Die Qualitätsmedien haben ja ihre Probleme. Das Eine ist, wenn Konzernmedien in wenigen Händen sind, und gestreamlined alle dieselbe Haltung verbreiten. Es fehlt dann die innere Pressefreiheit für Journalisten, die in wesentlichen Punkten abweichende Meinungen vertreten. Das andere ist jedoch die äussere Pressefreiheit: die Freiheit für jedermann, am Pressespiel teilzunehmen und unabhängig aus einer anderen Sicht zu berichten als der Mainstream. Letztere ist nun in den USA gefallen, und steht in Folge in Russland aber auch in Europa auf dem Spiel.

Bei der inneren Pressefreiheit sieht es bekanntlich in den USA wie auch in Deutschland nicht gut aus. Mit der Konzentration der Medien, der Prekarisierung des Journalismus bis auf die gemästeten und in Machtzirkeln verhätschelten Alphajournalisten, mit der im Wortsinne Gleichschaltung der meisten Medien als “Printout der Agenturmeldungen von gestern” ist vielerorts so gut wie keine innere Pressefreiheit mehr gegeben.

Journalismus sieht heute oft so aus, dass man mit wenig bis keinem Budget ohne zu recherchieren eine Story runterrotzt zu einer möglichst aktuellen Sache, und sie dann ein- oder zweimal verkauft, womit sie zigfach verbreitet wird, übers Netz wie auch im Print.
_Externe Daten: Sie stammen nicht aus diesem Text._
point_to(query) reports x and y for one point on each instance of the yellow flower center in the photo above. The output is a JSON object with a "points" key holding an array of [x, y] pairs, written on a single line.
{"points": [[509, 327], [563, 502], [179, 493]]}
Die Zeilenhonorare dafür sind umgekehrt proportional gefallen zu der Anzahl der Kopien, für die man unterschreibt, die mit der Medienkonzentration gestiegen sind: ganze Bündel von Zeitungen gehören alle einem Verlag, der sie dann flächendeckend mit der Geschichte eindeckt, wobei der “freie” Journalist nur einmal bezahlt wird.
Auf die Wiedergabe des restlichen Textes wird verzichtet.